Hi,
On Thu, Dec 11, 2014 at 06:27:02PM -0500, Oliver Keyes wrote:
On Sun, Dec 07, 2014 at 12:59:27PM +0100, Christian Aistleitner wrote:
[...] I'm not sure how to interpret the pybal,
The exemplary file linked above holds lines like
{ 'host': 'amssq36.esams.wmnet', 'weight': 1, 'enabled': True }
Such a line means:
The host 'amssq36.esams.wmnet' [1] is [2] an SSL terminator for text cluster in esams [3], and has weight 1 [4].
Essentially; we want to be excluding internal IP spaces, because that contains a lot of automatically-generated traffic (fundraising, I'm looking at you)
Oliver, I do not like blaming games. You blamed Fundraising before to cause lots of internal requests. And I called you out on that before to please provide an example. However, you failed to provide an example. And yet you call out Fundraising again.
Please provide an example [5] of such traffic, so we're all on the same page.
So, we exclude all requests from IPs within our ranges. Except, then we also exclude all the SSL traffic, since that will appear to come from an internal IP address, from the point of view of the request logs.
So, do I interpret this pybal as: if it's tagged as HTTPS,
Since you use 'tag' in different contexts around https, let me clarify how I read 'tag' here. I read it as “If a pybal *-https file lists a host as enabled with positive weight in a line that is not commented out"
it's an SSL terminator, [...]
Yes.
[...] and so requests from those machines, from internal IP addresses, should be included?
In the end “should be included” is something you have to decide.
But if you see a request, whose ip column comes from a machine whose corresponding name has been listed in a pybal *-https file while the request was processed, it “typically” is a relayed request from the SSL terminator.
(Note the distinction between my “typcially is a relayed request from the SSL terminator” and your “should be included”.)
Or: those are the SSL machines, find out their IP addresses and you find out the internal IPs that represent SSLd requests, rather than internally-generated traffic?
I cannot fully parse that sentence. But it sounds a bit like SSL traffic would not be internally-generated traffic. From the logging perspective, SSL traffic is internally-generated traffic:
The SSL terminator performs a separate, genuinely fresh and new request to the caches.

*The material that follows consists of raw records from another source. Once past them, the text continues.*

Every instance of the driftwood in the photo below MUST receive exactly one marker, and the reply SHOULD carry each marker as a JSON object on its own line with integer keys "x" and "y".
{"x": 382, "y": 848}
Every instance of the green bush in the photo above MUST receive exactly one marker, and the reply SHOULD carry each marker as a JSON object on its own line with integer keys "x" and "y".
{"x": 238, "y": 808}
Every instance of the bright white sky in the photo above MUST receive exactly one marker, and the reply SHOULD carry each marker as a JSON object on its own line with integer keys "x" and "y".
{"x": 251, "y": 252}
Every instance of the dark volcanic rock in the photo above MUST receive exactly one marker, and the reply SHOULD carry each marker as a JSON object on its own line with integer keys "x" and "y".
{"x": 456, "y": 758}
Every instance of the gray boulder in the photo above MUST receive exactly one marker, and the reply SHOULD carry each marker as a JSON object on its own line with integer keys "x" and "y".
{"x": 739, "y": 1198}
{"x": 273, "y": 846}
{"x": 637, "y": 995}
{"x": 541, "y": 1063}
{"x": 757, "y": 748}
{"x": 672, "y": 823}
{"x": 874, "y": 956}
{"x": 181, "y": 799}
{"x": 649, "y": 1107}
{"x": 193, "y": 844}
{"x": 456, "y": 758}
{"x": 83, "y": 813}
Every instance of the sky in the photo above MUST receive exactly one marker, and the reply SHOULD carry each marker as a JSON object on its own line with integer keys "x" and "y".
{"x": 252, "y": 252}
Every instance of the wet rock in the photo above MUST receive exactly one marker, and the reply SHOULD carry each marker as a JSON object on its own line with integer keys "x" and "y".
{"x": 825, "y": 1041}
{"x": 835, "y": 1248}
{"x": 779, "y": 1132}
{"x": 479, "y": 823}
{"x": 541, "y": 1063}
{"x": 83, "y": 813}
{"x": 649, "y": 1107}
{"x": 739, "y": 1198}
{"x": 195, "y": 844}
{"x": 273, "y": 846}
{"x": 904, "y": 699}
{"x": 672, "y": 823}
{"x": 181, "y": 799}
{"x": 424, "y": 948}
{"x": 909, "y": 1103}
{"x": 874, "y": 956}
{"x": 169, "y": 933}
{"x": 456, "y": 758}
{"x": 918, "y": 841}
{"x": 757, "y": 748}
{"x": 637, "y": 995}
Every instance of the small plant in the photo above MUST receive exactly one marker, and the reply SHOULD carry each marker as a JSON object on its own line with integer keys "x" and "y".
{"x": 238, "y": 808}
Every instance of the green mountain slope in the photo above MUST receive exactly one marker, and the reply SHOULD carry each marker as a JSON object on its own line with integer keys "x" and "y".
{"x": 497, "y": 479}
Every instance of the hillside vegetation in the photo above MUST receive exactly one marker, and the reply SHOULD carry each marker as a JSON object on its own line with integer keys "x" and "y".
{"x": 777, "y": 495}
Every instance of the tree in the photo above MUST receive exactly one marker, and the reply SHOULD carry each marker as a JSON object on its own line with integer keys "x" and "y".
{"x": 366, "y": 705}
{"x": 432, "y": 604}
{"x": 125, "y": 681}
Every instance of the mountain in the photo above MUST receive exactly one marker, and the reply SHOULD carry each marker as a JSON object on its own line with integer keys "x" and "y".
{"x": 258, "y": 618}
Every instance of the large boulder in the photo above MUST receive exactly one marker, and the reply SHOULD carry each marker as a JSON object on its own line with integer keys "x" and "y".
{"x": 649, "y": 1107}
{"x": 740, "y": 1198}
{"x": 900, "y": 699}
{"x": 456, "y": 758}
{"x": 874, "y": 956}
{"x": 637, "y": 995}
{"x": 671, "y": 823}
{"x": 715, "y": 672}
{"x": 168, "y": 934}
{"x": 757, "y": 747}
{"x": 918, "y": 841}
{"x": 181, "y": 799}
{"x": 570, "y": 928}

This separate, genuinely fresh and new request gets logged. And that's the log line you're after, if you want to look at https traffic from within Hive.
Have fun, Christian
[1] 'host' field
[2] 'enabled' field
[3] see URL
[4] 'weight' field. You probably need not care about the weight. The weight tells you how much of the overall traffic a node gets. In the given file, all hosts have weight 1, so they all get a similar sized part of the overall traffic.
[5] Either anonymized on-list, or else for example through a command that we can run on stat1002.